The South Eastern franchise was formed as a shadow franchise in 1994 in the leadup to the privatisation of British Rail, taking over the Network SouthEast services out of Blackfriars, Cannon Street, Charing Cross, London Bridge and London Victoria to Kent.

===1996: Connex South Eastern===
Initially operating as South Eastern, on 13 October 1996 Connex South Eastern commenced operating the franchise having beaten bids from a management/FirstBus consortium, GB Railways and Stagecoach.

In December 2002, after the franchise ran into financial trouble, the Strategic Rail Authority (SRA) agreed to bail it out with a £58 million injection, with the end date brought forward from 2011 until 2006. However, continuing poor financial management resulted in the SRA deciding to strip Connex of the franchise in June 2003. Connex South Eastern continued to operate the franchise until 8 November 2003.

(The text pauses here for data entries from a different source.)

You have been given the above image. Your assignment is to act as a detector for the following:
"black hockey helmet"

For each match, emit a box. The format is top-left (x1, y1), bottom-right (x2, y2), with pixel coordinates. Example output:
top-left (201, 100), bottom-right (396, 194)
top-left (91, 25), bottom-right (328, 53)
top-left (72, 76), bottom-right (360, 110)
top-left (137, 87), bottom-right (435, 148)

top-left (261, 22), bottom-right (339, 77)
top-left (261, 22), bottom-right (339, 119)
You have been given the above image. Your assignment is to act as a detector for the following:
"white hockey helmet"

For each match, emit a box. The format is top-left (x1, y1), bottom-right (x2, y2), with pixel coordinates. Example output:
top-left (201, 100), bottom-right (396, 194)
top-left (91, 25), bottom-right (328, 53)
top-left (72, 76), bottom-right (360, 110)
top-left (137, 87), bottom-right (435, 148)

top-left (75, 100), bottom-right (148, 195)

===2003: South Eastern Trains===
On 9 November 2003 South Eastern Trains, a subsidiary company of the SRA, took over the franchise for a planned 18 months. It took on all the leased rolling stock and most of the Connex staff including senior management. In the event, it took over two years to re-let the franchise to a private company.

===2006: Southeastern (Govia)===
In December 2003 the SRA announced that Danish State Railways/Stagecoach, FirstGroup, Govia and MTR/Sea Containers had been shortlisted to bid for the replacement Integrated Kent franchise that would also incorporate services on High Speed 1 out of St Pancras. In November 2005 the Department for Transport (DfT) announced that Govia had been awarded the franchise, with the services operated by South Eastern Trains transferred to London & South Eastern Railway Limited, branded as Southeastern, on 1 April 2006.

The franchise was let for an initial eight years, with a two-year option dependent on performance targets being met. In December 2008, as part of the franchise agreement, operation of services on the Redhill to Tonbridge Line passed to Southern. High Speed 1 services began on 14 December 2009. Having met the performance criteria, in March 2011 the DfT granted Govia a two-year franchise extension until March 2014.

Following the DfT's review after the cancellation of the InterCity West Coast franchise process, extensions were granted to the franchises coming due for renewal, with Southeastern's franchise extended until June 2018. It was further extended a number of times.

In June 2017 the DfT announced that an Abellio/East Japan Railway Company/Mitsui & Co consortium, incumbent Govia, Stagecoach and Trenitalia had been shortlisted for the next franchise, which was once again named the South Eastern franchise. In August 2017, Trenitalia withdrew citing a desire to concentrate its resources on its bid for the West Coast Partnership. In February 2018, it was announced that Alstom would take a 20% shareholding in the Stagecoach company. In April 2019, Stagecoach was disqualified from the bidding because they did not meet pensions rules.

On 7 August 2019, the franchise competition was cancelled and the DfT instead took up a further extension. The franchise was due to cease on 31 March 2020 until a new contract was agreed on 30 March 2020, running for up to two years.

===2021: Southeastern (DfT)===
In September 2021, Transport Secretary Grant Shapps announced that Southeastern's contract would end on 16 October 2021, with operations transferred to the DfT OLR Holdings-owned operator of last resort, Southeastern, which is continuing to operate under the Southeastern name. This followed an investigation conducted by the Department for Transport which found that, since October 2014, Southeastern had failed to return over £25 million of taxpayer funding. Southeastern's contract runs until 17 October 2027.